NASA’s Voyager 2 flyby of Uranus decades ago shaped scientists’ understanding of the planet but also introduced unexplained oddities. A recent data dive has offered answers.
In 1986, Voyager 2’s flyby of Uranus caught the planet during a rare magnetic anomaly caused by unique space weather, which influenced its magnetosphere’s behavior, offering new insights into its intense radiation belts and suggesting potential activity on its moons.
Voyager 2’s Historic Uranus Flyby
In 1986, NASA’s Voyager 2 spacecraft made its historic flyby of Uranus, offering scientists their first—and still only—close-up view of this unique outer planet with its sideways rotation. During the flyby, Voyager 2 discovered new moons and rings, but it also unveiled perplexing mysteries. Energized particles around Uranus behaved in ways that defied scientists’ understanding of how magnetic fields trap particle radiation, establishing Uranus as an unusual case in our solar system.
Now, new research analyzing data from that 38-year-old flyby has shed light on this mystery, revealing it was likely due to a cosmic coincidence. Just days before Voyager 2’s flyby, an unusual space weather event compressed Uranus’s magnetosphere, dramatically altering the planet’s magnetic field and creating the unique conditions Voyager 2 observed.
“If Voyager 2 had arrived just a few days earlier, it would have observed a completely different magnetosphere at Uranus,” said Jamie Jasinski of NASA’s Jet Propulsion Laboratory in Southern California and lead author of the new work published on November 11 in Nature Astronomy. “The spacecraft saw Uranus in conditions that only occur about 4% of the time.”
Importance of Magnetospheres
Magnetospheres serve as protective bubbles around planets (including Earth) with magnetic cores and magnetic fields, shielding them from jets of ionized gas — or plasma — that stream out from the Sun in the solar wind. Learning more about how magnetospheres work is important for understanding our own planet, as well as those in seldom-visited corners of our solar system and beyond.
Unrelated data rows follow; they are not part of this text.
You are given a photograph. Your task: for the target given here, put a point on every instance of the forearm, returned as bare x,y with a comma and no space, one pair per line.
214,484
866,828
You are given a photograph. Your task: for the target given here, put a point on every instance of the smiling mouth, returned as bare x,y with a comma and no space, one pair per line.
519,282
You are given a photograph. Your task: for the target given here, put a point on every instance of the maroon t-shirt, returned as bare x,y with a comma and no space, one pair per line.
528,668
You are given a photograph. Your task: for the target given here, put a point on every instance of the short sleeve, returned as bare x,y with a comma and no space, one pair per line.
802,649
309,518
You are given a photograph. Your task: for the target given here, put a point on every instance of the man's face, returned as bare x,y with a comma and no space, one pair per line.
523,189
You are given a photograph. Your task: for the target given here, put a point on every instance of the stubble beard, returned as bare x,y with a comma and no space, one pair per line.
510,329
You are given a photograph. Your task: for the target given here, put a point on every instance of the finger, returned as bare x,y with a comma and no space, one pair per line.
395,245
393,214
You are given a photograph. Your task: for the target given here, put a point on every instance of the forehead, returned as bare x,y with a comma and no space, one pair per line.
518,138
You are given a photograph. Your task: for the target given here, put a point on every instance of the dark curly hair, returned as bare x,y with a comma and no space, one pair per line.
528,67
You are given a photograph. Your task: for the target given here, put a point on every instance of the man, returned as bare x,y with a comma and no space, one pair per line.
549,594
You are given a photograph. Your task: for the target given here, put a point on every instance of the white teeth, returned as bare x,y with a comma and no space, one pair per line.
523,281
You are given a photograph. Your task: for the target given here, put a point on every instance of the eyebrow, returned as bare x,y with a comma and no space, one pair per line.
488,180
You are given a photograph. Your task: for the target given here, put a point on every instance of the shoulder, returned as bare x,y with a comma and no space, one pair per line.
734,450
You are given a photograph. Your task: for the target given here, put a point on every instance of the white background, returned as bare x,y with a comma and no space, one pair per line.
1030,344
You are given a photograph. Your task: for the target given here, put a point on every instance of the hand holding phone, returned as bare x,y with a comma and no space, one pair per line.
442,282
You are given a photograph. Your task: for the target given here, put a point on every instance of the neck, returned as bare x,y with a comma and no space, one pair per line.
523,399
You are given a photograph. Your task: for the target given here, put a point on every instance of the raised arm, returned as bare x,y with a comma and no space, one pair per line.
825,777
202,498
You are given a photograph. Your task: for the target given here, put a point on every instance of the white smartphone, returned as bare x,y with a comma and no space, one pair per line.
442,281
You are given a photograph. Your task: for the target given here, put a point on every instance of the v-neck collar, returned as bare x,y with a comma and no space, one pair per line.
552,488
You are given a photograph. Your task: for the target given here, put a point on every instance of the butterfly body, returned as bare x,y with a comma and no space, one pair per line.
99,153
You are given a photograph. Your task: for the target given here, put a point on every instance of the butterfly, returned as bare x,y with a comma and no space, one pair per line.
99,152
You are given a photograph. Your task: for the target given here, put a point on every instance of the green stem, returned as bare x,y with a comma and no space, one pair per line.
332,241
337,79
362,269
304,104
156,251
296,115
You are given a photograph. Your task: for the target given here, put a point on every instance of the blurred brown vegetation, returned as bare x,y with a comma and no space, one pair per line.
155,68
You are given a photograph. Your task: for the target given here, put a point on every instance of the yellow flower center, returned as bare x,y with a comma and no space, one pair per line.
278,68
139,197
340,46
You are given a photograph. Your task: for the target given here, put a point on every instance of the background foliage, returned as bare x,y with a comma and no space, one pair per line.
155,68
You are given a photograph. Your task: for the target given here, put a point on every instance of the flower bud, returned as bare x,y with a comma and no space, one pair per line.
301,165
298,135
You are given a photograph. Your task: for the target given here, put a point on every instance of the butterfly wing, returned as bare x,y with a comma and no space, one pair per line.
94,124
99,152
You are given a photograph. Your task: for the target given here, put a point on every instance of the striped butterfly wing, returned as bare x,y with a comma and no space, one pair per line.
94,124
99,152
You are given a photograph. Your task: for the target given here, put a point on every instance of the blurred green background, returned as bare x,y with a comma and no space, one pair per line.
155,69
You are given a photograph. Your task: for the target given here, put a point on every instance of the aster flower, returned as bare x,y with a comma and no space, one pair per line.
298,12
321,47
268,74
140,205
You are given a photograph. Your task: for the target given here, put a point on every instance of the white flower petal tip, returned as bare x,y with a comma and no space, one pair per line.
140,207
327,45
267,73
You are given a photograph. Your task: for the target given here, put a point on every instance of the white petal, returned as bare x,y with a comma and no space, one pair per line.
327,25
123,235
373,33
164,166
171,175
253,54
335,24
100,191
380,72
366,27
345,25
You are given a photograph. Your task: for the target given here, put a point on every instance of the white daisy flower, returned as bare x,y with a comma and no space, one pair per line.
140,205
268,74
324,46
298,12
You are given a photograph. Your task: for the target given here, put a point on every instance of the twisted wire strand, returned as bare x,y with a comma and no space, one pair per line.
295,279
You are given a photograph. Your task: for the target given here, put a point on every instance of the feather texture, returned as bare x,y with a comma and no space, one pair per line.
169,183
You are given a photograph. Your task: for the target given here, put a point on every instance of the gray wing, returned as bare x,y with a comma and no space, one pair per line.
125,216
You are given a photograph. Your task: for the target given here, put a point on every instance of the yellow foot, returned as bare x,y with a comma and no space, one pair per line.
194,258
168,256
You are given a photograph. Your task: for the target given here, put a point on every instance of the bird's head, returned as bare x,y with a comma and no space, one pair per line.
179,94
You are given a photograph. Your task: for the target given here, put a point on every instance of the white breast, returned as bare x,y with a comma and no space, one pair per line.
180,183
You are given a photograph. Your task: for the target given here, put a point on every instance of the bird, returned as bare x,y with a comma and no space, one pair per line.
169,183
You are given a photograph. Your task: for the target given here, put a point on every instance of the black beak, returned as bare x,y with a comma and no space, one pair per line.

That’s why scientists were eager to study Uranus’ magnetosphere, and what they saw in the Voyager 2 data in 1986 flummoxed them. Inside the planet’s magnetosphere were electron radiation belts with an intensity second only to Jupiter’s notoriously brutal radiation belts. But there was apparently no source of energized particles to feed those active belts; in fact, the rest of Uranus’ magnetosphere was almost devoid of plasma.
The missing plasma also puzzled scientists because they knew that the five major Uranian moons in the magnetic bubble should have produced water ions, as icy moons around other outer planets do. They concluded that the moons must be inert with no ongoing activity.
Impact of Solar Wind Events
So why was no plasma observed, and what was happening to beef up the radiation belts? The new data analysis points to the solar wind. When plasma from the Sun pounded and compressed the magnetosphere, it likely drove plasma out of the system. The solar wind event also would have briefly intensified the dynamics of the magnetosphere, which would have fed the belts by injecting electrons into them.
The findings could be good news for those five major moons of Uranus: Some of them might be geologically active after all. With an explanation for the temporarily missing plasma, researchers say it’s plausible that the moons actually may have been spewing ions into the surrounding bubble all along.
Future Missions and Scientific Excitement
Planetary scientists are focusing on bolstering their knowledge about the mysterious Uranus system, which the National Academies’ 2023 Planetary Science and Astrobiology Decadal Survey prioritized as a target for a future NASA mission.
JPL’s Linda Spilker was among the Voyager 2 mission scientists glued to the images and other data that flowed in during the Uranus flyby in 1986. She remembers the anticipation and excitement of the event, which changed how scientists thought about the Uranian system.
“The flyby was packed with surprises, and we were searching for an explanation of its unusual behavior. The magnetosphere Voyager 2 measured was only a snapshot in time,” said Spilker, who has returned to the iconic mission to lead its science team as project scientist. “This new work explains some of the apparent contradictions, and it will change our view of Uranus once again.”
Voyager 2, now in interstellar space, is almost 13 billion miles (21 billion kilometers) from Earth.
Reference: “The anomalous state of Uranus’s magnetosphere during the Voyager 2 flyby” by Jamie M. Jasinski, Corey J. Cochrane, Xianzhe Jia, William R. Dunn, Elias Roussos, Tom A. Nordheim, Leonardo H. Regoli, Nick Achilleos, Norbert Krupp and Neil Murphy, 11 November 2024, Nature Astronomy.